Some may argue that Feel My Pulse does not really feature an empowered woman since her acts of bravery were performed to catch a man. Again, I must emphasize the fact that this basic plot has been used again and again with reversed genders. The wimpy man finding courage and saves the day when his true love is in danger. I see nothing wrong with the ladies getting a piece of that action.
Another argument against the idea that Bebe’s character is empowered is the fact that she makes so many ditzy decisions. Again, I would argue that the ditziness is an essential ingredient to the basic plot. The hypochondriac and/or eccentric protagonist needs to have a hole to dig themselves out of. If they made level-headed decisions throughout the film, we wouldn’t have much of a comedy, now would we? And, again, the zaniness of Bebe’s character is based on her being a hypochondriac, not a woman.
Feel My Pulse does give in to one prevailing trope of its day: William Powell gets forceful with Bebe Daniels and Richard Arlen must rescue her. This is unfortunate but a very common way for filmmakers to build suspense.
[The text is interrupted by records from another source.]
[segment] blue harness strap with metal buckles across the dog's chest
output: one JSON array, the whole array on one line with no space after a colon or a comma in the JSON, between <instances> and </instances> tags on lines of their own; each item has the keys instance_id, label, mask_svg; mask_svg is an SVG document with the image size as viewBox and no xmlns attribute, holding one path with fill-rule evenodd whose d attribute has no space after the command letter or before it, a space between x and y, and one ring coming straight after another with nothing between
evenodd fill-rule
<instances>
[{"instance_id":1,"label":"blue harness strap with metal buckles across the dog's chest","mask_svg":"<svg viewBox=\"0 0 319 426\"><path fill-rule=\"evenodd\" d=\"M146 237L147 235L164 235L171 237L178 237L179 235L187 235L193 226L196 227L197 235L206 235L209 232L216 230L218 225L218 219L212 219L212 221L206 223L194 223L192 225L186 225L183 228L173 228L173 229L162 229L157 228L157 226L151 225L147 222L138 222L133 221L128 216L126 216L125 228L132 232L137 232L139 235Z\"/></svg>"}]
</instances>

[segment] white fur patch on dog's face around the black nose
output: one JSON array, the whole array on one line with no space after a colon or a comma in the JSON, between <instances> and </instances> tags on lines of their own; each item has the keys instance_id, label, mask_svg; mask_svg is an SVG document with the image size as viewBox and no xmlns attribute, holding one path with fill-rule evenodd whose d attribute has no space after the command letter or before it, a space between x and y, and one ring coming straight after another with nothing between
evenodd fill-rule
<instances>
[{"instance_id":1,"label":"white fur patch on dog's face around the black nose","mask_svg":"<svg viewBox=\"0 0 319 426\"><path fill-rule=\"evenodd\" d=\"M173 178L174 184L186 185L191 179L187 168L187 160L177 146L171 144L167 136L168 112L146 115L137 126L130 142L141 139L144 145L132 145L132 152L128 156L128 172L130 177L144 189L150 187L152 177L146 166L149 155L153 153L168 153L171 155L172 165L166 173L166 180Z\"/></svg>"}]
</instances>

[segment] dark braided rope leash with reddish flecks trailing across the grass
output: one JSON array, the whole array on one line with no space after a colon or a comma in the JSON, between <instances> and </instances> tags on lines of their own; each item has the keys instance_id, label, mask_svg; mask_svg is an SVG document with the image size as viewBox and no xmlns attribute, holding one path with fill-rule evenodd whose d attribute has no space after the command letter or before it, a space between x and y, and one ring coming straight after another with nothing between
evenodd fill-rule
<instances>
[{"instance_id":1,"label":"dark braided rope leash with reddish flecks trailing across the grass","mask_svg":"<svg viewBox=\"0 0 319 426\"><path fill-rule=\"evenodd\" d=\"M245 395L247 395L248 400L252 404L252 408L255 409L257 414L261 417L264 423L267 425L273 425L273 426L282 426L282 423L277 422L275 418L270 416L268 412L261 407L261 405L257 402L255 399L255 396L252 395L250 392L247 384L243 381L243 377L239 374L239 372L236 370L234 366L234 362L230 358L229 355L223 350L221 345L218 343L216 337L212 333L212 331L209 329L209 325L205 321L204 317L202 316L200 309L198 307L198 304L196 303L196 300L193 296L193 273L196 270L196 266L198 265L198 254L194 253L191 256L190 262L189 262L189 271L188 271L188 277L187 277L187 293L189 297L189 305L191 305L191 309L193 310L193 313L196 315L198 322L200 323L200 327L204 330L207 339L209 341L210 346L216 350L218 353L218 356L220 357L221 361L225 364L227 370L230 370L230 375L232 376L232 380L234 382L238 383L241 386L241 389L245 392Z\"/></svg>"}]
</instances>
However, this does not detract from Bebe’s splendid performance at the finale.
So, next time someone says that the silent era was full of distressed damsels, pop in a copy of Feel My Pulse and marvel at a zany heroine saving a distressed dude.
On the whole, this is a cute and enjoyable comedy that showcases all three of its leads in the best possible light. Fans of William Powell will be especially interested in seeing his early villainy.
Movies Silently’s Score: ★★★½
Where can I see it?
Feel My Pulse has been released on DVD-R by Grapevine.